Как известно, после поездки в Италию в 1909 году блоковское отторжение от «интеллигенции», проартикулированное во второй половине 1900-х годов, начинает приобретать несколько более сложный характер. Помимо «народа» и «интеллигенции», в мышлении поэта возникает такой концепт, как «культура». В 1910-х годах Блок исходит из дихотомии «культуры» (где особую роль играет «пушкинская» культура) и «цивилизации» (думской партийной политики [47]с ее категориями «правого» и «левого», прессы, либеральной интеллигенции и пр. проявлений «модерности», «современности»). Ощущение наследования высокой культуре, «гонимой» ненавистными и «некультурными» «либералами» (современной буржуазной «цивилизацией», шестидесятнически настроенной интеллигенцией и пр.), провоцирует блоковское желание «дням настоящим молвить нет», о котором он пишет в письмах этого времени и в своей поэме.
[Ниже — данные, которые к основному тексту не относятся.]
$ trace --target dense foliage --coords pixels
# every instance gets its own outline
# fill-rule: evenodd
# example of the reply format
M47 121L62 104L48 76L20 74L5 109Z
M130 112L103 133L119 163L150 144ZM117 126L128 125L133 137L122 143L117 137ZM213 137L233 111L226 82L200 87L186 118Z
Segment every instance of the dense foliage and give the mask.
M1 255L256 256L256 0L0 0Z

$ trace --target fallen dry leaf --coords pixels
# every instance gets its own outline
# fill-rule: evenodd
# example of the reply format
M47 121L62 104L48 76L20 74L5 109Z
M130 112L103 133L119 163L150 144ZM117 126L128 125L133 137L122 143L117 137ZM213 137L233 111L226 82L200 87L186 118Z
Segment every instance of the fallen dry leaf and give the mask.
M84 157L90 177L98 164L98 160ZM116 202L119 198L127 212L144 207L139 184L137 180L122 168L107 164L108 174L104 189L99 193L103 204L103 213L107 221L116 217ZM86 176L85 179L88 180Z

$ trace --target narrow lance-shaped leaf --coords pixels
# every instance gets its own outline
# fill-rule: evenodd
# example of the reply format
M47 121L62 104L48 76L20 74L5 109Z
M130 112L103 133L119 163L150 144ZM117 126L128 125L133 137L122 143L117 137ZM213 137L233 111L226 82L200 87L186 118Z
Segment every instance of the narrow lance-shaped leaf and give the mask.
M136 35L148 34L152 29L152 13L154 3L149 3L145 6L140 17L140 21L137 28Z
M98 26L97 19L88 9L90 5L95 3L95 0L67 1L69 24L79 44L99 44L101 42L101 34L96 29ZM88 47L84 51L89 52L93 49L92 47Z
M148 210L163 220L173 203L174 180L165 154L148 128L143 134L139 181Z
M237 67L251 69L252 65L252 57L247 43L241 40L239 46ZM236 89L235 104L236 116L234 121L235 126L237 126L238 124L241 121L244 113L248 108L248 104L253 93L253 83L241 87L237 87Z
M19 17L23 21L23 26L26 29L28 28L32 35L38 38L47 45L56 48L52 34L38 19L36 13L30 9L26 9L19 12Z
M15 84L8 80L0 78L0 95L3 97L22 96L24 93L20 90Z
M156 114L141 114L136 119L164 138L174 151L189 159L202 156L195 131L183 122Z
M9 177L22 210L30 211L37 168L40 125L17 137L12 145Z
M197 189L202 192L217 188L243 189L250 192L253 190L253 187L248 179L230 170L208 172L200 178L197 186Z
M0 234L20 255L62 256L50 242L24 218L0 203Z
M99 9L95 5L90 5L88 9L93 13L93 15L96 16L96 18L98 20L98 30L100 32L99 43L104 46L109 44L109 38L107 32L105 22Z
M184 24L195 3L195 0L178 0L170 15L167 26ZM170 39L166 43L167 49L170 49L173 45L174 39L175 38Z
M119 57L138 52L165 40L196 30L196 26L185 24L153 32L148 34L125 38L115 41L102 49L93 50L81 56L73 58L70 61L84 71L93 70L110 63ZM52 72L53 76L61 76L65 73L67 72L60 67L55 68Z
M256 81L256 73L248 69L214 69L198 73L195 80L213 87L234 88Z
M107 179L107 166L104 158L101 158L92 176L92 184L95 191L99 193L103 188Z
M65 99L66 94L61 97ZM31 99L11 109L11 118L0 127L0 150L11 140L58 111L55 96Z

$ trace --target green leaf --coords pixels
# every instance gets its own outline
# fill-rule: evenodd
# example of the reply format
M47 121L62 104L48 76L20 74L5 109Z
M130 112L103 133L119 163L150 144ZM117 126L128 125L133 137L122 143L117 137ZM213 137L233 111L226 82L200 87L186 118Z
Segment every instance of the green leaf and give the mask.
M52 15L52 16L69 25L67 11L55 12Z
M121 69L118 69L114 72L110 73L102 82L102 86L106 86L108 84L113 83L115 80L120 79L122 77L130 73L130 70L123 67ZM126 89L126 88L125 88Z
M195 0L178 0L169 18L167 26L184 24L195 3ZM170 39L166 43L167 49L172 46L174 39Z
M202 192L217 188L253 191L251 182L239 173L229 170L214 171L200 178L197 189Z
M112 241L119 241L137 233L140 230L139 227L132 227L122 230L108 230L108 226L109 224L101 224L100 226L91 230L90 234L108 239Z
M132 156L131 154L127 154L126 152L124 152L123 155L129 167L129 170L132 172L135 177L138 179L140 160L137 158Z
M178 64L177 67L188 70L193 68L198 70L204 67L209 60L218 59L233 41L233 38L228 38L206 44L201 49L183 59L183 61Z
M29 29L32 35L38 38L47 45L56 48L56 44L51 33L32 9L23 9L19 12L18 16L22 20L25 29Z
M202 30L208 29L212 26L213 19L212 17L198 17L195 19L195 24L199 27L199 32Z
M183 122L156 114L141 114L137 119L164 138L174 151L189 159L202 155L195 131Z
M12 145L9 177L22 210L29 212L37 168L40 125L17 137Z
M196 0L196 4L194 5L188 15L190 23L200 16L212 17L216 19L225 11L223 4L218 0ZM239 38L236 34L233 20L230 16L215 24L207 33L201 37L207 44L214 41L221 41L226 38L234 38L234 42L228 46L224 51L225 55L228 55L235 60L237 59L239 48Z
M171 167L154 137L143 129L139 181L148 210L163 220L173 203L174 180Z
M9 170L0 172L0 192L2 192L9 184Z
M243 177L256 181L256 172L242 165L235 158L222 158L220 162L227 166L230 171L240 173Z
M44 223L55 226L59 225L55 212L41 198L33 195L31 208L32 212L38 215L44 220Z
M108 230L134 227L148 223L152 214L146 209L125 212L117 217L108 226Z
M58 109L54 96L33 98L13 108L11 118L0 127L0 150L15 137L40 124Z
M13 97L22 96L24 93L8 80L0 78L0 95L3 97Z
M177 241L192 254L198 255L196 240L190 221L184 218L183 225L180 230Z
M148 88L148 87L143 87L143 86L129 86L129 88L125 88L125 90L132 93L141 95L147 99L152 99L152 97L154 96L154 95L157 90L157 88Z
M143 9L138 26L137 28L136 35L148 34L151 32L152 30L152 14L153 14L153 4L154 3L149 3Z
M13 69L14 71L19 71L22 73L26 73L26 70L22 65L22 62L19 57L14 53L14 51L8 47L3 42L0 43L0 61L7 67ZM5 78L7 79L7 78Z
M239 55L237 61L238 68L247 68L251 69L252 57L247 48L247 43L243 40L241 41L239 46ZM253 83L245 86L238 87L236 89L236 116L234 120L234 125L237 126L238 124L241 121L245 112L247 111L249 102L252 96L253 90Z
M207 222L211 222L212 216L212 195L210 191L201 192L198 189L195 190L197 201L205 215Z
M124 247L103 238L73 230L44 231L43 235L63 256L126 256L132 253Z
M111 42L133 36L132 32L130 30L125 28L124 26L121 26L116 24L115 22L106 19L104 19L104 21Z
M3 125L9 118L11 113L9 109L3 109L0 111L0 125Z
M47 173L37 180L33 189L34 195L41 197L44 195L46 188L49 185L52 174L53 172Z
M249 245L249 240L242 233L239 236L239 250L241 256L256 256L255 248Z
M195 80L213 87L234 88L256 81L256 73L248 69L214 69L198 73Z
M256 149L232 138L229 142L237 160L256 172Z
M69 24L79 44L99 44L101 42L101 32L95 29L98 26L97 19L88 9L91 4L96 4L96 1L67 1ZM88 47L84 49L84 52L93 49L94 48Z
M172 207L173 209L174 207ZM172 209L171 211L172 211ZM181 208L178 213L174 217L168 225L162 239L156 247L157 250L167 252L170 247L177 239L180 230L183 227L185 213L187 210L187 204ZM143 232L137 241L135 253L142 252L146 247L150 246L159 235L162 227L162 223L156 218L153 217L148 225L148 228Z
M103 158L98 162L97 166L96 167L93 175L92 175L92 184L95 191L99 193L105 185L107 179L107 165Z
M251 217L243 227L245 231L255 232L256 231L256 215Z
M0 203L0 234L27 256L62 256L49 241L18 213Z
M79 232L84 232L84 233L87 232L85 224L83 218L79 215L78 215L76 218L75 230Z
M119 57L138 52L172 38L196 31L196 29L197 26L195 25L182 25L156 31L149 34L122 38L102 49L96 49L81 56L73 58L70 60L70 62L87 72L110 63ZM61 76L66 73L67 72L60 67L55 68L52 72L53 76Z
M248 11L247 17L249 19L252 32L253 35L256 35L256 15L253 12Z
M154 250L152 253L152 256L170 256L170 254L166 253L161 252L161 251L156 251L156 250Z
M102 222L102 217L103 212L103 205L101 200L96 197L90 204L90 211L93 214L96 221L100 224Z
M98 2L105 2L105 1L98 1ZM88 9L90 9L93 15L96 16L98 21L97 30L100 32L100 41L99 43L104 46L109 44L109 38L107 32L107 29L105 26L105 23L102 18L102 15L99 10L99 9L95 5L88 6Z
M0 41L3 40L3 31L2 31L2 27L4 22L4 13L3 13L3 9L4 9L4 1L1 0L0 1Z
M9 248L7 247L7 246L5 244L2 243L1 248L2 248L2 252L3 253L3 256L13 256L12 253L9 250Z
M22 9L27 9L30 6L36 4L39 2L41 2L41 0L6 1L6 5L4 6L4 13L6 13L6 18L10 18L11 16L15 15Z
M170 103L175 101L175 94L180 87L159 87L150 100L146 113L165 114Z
Именно в этом контексте рождается «Судьба Аполлона Григорьева», завершенная в начале 1915 года, – объемная историко-литературная статья поэта и одновременно весьма красноречивое и развернутое высказывание о современности, его прямой вызов интеллигентской «цивилизации» «белинских» и «мережковских», уничтожавших, по мысли Блока, русскую «культуру». В статье Блок имплицитно выстраивает как свою собственную культурную генеалогию, так и генезис русского символизма, который он называет «русским возрождением» [48]и напрямую связывает с наследованием «пушкинской» культуре [49]. В этом смысле обращает на себя внимание в предисловии к «Возмездию» 1919 года соотнесение в «едином музыкальном напоре» таких судьбоносных событий, как кризис русского символизма 1910 года и убийство в 1911-м П. А. Столыпина, которого в 1918 году в статье «Интеллигенция и революция» Блок охарактеризовал как «последнего дворянина» [50](ср. « бывшиесословия»). С известной долей осторожности можно предположить, что и кризис символизма, понимавшегося поэтом в 1910-х годы в качестве наследника и воскресителя [51]«пушкинской» культуры [52], и смерть «последнего дворянина» Столыпина, как кажется, осознавались Блоком как симптомы кризиса русского нобилитета. Если политически дворянство представлялось Блоку ушедшим в небытие (« последнийдворянин»), то подхваченная наследниками-символистами «пушкинская» культура (фактически уравненная с культурой как таковой) – спасенной и живой [53].